Le 26 juin dernier, une chaîne de graves dysfonctionnements conduisait le CRNA aux événements que chacun connaît.

Si le jour même, le SNCTA exigeait un REX de la part de notre encadrement, nous souhaitons revenir aujourd’hui sur l’emballement médiatique opportunément instrumentalisé par certains, en opposition aux valeurs que nous portons pour défendre la profession.

Le SNCTA rappelle qu’un procureur de la République peut, sous sa propre initiative, décider d’ouvrir une enquête. Entretenir une sur-médiatisation sensationnaliste démagogique sur le sujet par simple opportunisme, et risquer une procédure judiciaire dont nul ne maîtrise les conséquences, est au minimum irresponsable pour les agents concernés.

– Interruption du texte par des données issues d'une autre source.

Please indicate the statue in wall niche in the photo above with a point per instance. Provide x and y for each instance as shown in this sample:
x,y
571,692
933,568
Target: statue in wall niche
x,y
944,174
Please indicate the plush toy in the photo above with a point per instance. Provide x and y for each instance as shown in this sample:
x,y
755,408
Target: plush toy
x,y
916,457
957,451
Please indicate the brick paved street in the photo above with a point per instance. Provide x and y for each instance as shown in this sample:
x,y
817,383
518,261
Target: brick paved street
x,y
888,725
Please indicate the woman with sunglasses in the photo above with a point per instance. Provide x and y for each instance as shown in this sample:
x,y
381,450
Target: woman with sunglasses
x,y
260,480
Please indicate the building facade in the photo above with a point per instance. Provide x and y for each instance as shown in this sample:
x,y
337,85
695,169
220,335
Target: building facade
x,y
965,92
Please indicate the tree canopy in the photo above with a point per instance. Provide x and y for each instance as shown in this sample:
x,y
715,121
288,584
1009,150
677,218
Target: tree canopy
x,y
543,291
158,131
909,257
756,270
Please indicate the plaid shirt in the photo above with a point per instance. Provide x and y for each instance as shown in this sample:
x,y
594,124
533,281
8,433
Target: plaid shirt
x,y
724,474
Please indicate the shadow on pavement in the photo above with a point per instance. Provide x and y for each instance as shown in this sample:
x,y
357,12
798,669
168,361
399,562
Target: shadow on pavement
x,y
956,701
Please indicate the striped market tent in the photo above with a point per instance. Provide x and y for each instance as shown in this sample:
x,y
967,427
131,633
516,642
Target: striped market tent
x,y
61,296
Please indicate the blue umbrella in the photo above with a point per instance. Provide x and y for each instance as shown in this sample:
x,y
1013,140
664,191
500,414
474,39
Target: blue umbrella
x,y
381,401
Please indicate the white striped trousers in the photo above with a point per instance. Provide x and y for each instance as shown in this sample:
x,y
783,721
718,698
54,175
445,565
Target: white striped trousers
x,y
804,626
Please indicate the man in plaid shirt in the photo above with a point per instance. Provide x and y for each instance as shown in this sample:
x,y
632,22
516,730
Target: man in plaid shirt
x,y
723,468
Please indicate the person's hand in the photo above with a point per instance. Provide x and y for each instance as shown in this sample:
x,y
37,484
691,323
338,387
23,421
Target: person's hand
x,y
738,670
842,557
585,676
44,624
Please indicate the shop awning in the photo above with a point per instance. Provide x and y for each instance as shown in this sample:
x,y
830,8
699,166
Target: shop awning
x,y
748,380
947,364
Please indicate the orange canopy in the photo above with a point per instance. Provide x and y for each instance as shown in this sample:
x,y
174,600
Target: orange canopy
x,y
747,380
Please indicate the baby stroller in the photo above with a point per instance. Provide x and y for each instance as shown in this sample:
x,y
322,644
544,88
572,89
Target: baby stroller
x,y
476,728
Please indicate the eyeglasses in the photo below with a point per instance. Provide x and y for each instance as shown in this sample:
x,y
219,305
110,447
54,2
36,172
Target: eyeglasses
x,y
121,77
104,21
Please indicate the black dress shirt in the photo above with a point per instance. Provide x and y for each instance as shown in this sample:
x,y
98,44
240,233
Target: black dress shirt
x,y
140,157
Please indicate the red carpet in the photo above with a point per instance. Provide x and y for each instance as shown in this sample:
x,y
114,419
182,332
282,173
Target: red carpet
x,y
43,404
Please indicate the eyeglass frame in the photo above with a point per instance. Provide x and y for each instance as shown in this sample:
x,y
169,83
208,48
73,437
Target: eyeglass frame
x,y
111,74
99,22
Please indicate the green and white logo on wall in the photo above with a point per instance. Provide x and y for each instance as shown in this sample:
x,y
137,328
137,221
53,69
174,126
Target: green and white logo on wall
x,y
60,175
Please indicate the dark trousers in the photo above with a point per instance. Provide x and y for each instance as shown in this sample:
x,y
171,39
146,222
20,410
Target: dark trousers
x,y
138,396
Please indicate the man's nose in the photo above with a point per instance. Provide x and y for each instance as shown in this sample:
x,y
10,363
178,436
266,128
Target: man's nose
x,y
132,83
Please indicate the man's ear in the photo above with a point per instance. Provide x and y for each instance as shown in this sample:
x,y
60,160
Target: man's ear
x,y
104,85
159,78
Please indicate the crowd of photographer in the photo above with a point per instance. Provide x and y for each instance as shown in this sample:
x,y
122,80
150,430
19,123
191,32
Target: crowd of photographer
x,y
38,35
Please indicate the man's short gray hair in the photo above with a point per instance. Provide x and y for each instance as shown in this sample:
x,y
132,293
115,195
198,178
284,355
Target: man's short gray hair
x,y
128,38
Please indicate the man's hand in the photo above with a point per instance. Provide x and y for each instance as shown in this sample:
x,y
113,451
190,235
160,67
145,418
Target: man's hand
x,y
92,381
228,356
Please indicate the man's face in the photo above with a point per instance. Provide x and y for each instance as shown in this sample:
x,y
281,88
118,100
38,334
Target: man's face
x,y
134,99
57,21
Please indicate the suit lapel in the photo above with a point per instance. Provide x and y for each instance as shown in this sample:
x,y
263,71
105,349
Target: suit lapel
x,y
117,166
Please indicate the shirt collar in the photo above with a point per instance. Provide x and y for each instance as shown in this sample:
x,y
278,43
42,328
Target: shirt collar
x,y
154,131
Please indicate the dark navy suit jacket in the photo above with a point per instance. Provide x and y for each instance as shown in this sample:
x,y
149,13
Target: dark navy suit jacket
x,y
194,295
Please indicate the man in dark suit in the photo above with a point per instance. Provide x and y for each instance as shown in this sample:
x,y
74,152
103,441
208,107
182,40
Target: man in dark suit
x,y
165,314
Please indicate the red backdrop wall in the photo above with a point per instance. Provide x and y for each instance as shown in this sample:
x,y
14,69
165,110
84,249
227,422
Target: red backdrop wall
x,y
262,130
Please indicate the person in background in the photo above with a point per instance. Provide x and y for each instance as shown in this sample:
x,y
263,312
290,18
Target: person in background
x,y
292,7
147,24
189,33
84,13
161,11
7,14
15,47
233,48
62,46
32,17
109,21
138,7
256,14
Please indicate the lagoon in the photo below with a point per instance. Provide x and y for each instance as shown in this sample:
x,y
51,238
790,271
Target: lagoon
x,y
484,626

Le SNCTA demande un REX interne conforme au principe de « Just Culture » prôné au sein de la DSNA, condition indispensable à l’amélioration globale de la sécurité.

Le SNCTA dénonce depuis des années le retard technologique de la DSNA et est au premier plan pour porter la voix des contrôleurs sur le sujet, il choisit cependant de le faire par un travail de fond au sein d’instances ad-hoc et non par démagogie au travers de déclarations choc.

Voilà déjà 6 mois que le SNCTA a obtenu un audit sur l’obsolescence technologique à la DSNA (audit présenté aux OS en GSPST le 29 juin dernier — lire le CDA du BN « Modernisation technique de la DSNA : déclenchement du filet de sauvegarde »).

Le SNCTA n’a jamais cessé de dénoncer l’obsolescence technologique à la DSNA, obsolescence qui place les contrôleurs aériens en première ligne. Le SNCTA accompagnera par le travail les outils à venir (Mode S descendant, écrans 43 pouces, 4F) afin qu’ils répondent aux besoins de la salle.